A clank of botnets
More bad news for the Internet this week as a plague of BotNets launched a successful wave of denial of service attacks on Dyn, a dynamic domain name service provider. The attacks on Dyn propagated through to services such as Twitter (OK no great loss), Github, The Verge, Playstation Network, Box and Wix.
So here’s the problem. First ‘retail internet security’ is a joke. Mainly because a) it relies on end users to secure it and b) even if the retail user did a good job the software actually implementing the security functionality is invariably broken in some way. The example de jour is BusyBox, a cut down embedded version of Linux, which regrettably also contains a security vulnerability which in turn can be exploited by BotNets such as BasLight. So remember all those IoT ‘things’ on home networks, oh like say internet CCTVs or appliance switches? Well if they use BusyBox or it’s like turns out they can be pwned to form a botnet and, as we found out this week, one capable of conducting a successful distributed denial of service attacks on a DNS server.
As I’ve pointed out previously using an an entire OS to do an embedded systems job might be economically savvy but security wise it’s pretty dumb. Rolling that out into a thousand products and a million or more processing nodes goes from pretty dumb to criminally stupid. This is the reverse of the principle of economy of mechanism, call it the sin of ‘profligate mechanism’ or maybe the ‘stupidity of really big numbers’. Now of course the larger the installed base at risk the larger the potential size of the Botnet. All of which means it looks like we now have a plausible internet level effect cyber-weapon. What we’re talking about is an IoT botnet massively parallel array with a capability to execute multiple parallel attack on DNS servers. If you’re of a really unpleasant frame of mind you’d write some white-hot botnet code with a hidden backdoor and then release variants into the dark-web, thereby allowing you to pwn the pwners (1). All this may sound like a funny anecdote when it’s just your Twitter account that’s been knocked out, but becomes rapidly unfunny when you consider the degree to which modern life depends on the Internet working (2).

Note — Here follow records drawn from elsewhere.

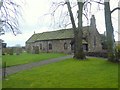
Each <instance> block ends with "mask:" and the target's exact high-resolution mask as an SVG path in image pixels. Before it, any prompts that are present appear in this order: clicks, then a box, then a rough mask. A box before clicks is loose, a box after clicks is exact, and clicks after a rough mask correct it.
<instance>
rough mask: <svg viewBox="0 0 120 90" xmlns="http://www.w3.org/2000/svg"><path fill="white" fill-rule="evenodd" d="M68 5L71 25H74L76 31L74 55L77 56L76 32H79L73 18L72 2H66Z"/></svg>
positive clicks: (72, 26) (67, 6)
mask: <svg viewBox="0 0 120 90" xmlns="http://www.w3.org/2000/svg"><path fill="white" fill-rule="evenodd" d="M66 4H67V7H68V12H69V14H70V19H71V23H72V27H73V30H74V39H73V40H74V55H75V53H76V47H77V46H76V37H75V36H76V34H77V33H76V30H77V28H76V25H75V20H74V17H73V13H72V10H71V6H70V2H69V0H66Z"/></svg>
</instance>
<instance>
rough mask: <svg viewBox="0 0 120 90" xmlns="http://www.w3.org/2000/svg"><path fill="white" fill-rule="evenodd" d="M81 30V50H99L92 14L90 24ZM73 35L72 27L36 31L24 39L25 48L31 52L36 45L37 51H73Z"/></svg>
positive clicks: (95, 25)
mask: <svg viewBox="0 0 120 90" xmlns="http://www.w3.org/2000/svg"><path fill="white" fill-rule="evenodd" d="M82 31H83V40H82V43H83V50H84V51H87V52H98V51H101V50H102V45H101V36H100V34H99V32H98V31H97V28H96V23H95V17H94V15H93V16H92V18H91V23H90V26H85V27H83V29H82ZM73 37H74V31H73V29H72V28H70V29H62V30H56V31H50V32H43V33H36V34H33V35H32V36H31V37H30V38H29V39H28V40H27V41H26V49H29V50H30V51H31V52H32V51H34V48H35V47H38V49H39V52H60V53H73V52H74V44H73V43H72V42H73Z"/></svg>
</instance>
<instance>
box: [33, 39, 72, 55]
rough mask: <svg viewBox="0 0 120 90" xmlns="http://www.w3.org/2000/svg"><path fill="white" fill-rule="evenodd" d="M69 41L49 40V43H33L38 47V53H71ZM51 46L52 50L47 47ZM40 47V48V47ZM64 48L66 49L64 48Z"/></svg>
mask: <svg viewBox="0 0 120 90" xmlns="http://www.w3.org/2000/svg"><path fill="white" fill-rule="evenodd" d="M70 42H71V39H67V40H49V41H39V42H35V44H34V45H35V46H39V51H40V52H61V53H71V44H70ZM50 44H51V46H52V49H51V48H50V47H49V45H50ZM41 45H42V46H41ZM65 46H66V48H65Z"/></svg>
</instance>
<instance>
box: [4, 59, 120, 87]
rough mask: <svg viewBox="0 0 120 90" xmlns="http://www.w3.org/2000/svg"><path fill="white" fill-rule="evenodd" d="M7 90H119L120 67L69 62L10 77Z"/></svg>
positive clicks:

Now normally I’d be advocating the application of LANGSEC and other security principles, but I think we’ve gone beyond that point as clearly no-one is listening and the IoT install base continues to grow at a dizzying rate. My vote is therefore that these sort of attacks be treated just as seriously as an other act of terrorism, The traditional response to terrorism these days of course is to find out who we can blame and send a drone strike (3) wherever they be, after all the treaties of Westphalia only goes so far (4).
This has been another dispatch from the frontline of the IoT.
1. See Rule 34 by Charlie Stross for a fuller treatment of this concept.
3. Or equivalent. Like for example making IoT vendors responsible for the criminal misuse of their products.
4. As much as Westphalian principles hold in this fractured century.